Crystalcastle Crystalcastle
26-30, F
3 Responses Aug 19, 2014

i dont eligible to make a comment about this.. but still i think u should get out of this relationship, not coz of the drug uses, but the abuse.. as it stats his inner character. Drug or alcohol works as a narcotic. at that moment most people reveal what they are. then again it is your life, i hope for the best.

^^yes sucks to say be it would honestly be best

Get out now before his problems become your problems. You don't have any commitments to this guy right now beyond time. It'll hurt but only for a bit. If you stay you'll have years for pain to deal with.

It is difficult. He's requested help, and will be going to an addicts thing soon and has asked me to go. I'm just wondering if he will actually go. And if he does, will he stick with it. If he truly wanted to stop surely he wouldn't of gone out as soon as we got home this morning. Thank you for your response. :)

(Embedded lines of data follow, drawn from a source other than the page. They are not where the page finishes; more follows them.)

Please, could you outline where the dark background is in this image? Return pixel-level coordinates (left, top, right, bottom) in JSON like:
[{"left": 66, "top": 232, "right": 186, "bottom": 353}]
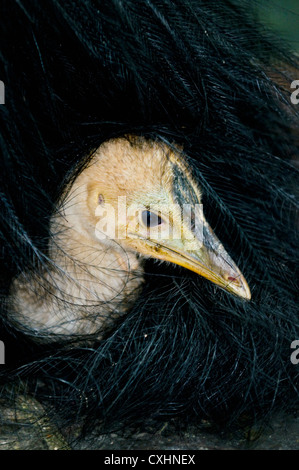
[{"left": 258, "top": 0, "right": 299, "bottom": 51}]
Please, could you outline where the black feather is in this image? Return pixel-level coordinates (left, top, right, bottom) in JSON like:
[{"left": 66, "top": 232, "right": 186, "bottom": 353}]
[{"left": 0, "top": 0, "right": 298, "bottom": 441}]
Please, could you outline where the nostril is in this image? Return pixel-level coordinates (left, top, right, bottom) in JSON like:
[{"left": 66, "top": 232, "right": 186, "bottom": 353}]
[{"left": 224, "top": 274, "right": 241, "bottom": 286}]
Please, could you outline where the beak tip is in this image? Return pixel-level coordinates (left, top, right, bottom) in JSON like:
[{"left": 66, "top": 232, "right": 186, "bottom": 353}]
[
  {"left": 223, "top": 273, "right": 251, "bottom": 300},
  {"left": 240, "top": 288, "right": 251, "bottom": 301},
  {"left": 236, "top": 280, "right": 252, "bottom": 301}
]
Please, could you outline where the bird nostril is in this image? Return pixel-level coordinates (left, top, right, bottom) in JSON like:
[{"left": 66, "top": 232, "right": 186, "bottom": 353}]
[{"left": 224, "top": 274, "right": 241, "bottom": 286}]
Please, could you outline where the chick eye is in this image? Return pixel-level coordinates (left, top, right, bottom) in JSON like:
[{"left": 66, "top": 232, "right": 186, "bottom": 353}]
[{"left": 141, "top": 210, "right": 163, "bottom": 228}]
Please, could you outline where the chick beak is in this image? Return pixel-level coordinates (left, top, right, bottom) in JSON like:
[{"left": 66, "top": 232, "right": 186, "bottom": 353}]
[{"left": 151, "top": 217, "right": 251, "bottom": 300}]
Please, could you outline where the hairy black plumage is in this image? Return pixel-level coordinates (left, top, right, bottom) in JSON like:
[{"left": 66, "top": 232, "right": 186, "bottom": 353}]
[{"left": 0, "top": 0, "right": 298, "bottom": 440}]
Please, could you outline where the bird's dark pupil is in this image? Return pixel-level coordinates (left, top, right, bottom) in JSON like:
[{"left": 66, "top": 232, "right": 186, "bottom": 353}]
[{"left": 142, "top": 210, "right": 162, "bottom": 227}]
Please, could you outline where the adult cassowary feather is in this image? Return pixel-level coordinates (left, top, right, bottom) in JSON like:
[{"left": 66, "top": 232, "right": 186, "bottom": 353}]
[{"left": 0, "top": 0, "right": 298, "bottom": 445}]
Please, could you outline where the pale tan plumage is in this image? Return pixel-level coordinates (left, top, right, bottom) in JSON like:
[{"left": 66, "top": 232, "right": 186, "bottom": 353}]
[{"left": 9, "top": 136, "right": 250, "bottom": 341}]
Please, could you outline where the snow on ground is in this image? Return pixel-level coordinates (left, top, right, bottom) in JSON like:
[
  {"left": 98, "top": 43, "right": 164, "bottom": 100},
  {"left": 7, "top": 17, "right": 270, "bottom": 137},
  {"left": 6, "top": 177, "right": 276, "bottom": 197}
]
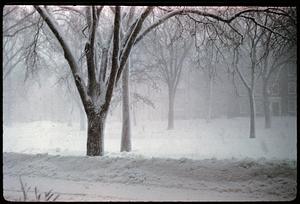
[
  {"left": 3, "top": 152, "right": 297, "bottom": 201},
  {"left": 3, "top": 116, "right": 297, "bottom": 160},
  {"left": 3, "top": 116, "right": 297, "bottom": 201}
]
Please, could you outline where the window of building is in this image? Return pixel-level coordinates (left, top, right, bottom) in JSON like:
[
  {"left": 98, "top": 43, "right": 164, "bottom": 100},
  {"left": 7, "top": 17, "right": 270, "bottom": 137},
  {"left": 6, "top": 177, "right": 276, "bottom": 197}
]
[
  {"left": 288, "top": 82, "right": 296, "bottom": 94},
  {"left": 288, "top": 100, "right": 296, "bottom": 113}
]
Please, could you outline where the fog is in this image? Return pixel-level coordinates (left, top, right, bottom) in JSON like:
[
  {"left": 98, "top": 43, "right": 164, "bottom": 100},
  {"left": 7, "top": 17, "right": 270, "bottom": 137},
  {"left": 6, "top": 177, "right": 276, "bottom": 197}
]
[{"left": 3, "top": 5, "right": 297, "bottom": 201}]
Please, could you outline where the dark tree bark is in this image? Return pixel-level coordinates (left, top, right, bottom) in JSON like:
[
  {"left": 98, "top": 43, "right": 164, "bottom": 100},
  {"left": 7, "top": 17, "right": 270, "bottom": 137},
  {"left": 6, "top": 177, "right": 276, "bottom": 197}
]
[{"left": 86, "top": 111, "right": 107, "bottom": 156}]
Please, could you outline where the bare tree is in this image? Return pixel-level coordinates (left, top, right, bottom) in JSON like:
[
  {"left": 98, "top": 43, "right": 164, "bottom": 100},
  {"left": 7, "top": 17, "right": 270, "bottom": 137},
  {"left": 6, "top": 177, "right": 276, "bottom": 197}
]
[
  {"left": 26, "top": 5, "right": 293, "bottom": 155},
  {"left": 200, "top": 42, "right": 218, "bottom": 123},
  {"left": 120, "top": 7, "right": 136, "bottom": 152},
  {"left": 233, "top": 17, "right": 266, "bottom": 139},
  {"left": 142, "top": 18, "right": 193, "bottom": 129},
  {"left": 259, "top": 11, "right": 296, "bottom": 128},
  {"left": 33, "top": 6, "right": 157, "bottom": 156},
  {"left": 3, "top": 6, "right": 39, "bottom": 80},
  {"left": 3, "top": 6, "right": 46, "bottom": 126},
  {"left": 193, "top": 31, "right": 228, "bottom": 122}
]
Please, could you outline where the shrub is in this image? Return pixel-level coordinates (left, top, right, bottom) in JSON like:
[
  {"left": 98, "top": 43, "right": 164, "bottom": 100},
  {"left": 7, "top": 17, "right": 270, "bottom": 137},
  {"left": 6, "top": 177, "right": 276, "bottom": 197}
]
[{"left": 19, "top": 176, "right": 60, "bottom": 201}]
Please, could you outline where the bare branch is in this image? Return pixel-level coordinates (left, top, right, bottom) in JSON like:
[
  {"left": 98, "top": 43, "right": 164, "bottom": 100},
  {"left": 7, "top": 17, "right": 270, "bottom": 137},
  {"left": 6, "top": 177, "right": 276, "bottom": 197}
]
[
  {"left": 103, "top": 6, "right": 121, "bottom": 113},
  {"left": 240, "top": 15, "right": 290, "bottom": 41},
  {"left": 4, "top": 22, "right": 38, "bottom": 37},
  {"left": 3, "top": 6, "right": 18, "bottom": 17},
  {"left": 34, "top": 6, "right": 91, "bottom": 110},
  {"left": 4, "top": 9, "right": 36, "bottom": 34},
  {"left": 116, "top": 6, "right": 154, "bottom": 84}
]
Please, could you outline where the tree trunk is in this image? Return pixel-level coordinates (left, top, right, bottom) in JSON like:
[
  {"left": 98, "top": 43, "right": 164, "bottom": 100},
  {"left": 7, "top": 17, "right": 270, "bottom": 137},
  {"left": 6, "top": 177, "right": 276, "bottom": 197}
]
[
  {"left": 121, "top": 61, "right": 131, "bottom": 152},
  {"left": 263, "top": 79, "right": 271, "bottom": 128},
  {"left": 86, "top": 112, "right": 106, "bottom": 156},
  {"left": 132, "top": 104, "right": 137, "bottom": 126},
  {"left": 206, "top": 77, "right": 213, "bottom": 123},
  {"left": 168, "top": 86, "right": 175, "bottom": 130},
  {"left": 248, "top": 90, "right": 256, "bottom": 138}
]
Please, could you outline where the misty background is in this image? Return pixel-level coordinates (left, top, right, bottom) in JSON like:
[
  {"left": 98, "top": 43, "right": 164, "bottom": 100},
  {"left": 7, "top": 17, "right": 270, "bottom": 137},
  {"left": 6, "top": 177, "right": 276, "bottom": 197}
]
[{"left": 2, "top": 5, "right": 297, "bottom": 201}]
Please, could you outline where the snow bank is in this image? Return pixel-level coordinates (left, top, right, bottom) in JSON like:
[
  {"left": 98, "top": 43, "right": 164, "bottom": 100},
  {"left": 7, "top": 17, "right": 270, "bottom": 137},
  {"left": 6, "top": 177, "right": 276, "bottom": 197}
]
[
  {"left": 3, "top": 117, "right": 297, "bottom": 160},
  {"left": 3, "top": 152, "right": 297, "bottom": 201}
]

Set a deadline and don't waiver. If he can't or won't you need to get out. You can't help if you get sucked in more. I still think you should leave now. He can meet your deadline without you just fine. Actions are the measure of a man, words are his tools. If he wants to be with you he will get clean.

I agree with the advice you were given. I've been married for almost 11 years to an addict...it will get so much worse, before it gets better...if it gets better. We are now separated and for the first time in 11 years I have some peace in my life. It hurts to not be with him but his addiction was ruining my life. Take care of yourself. Best of luck with your decision.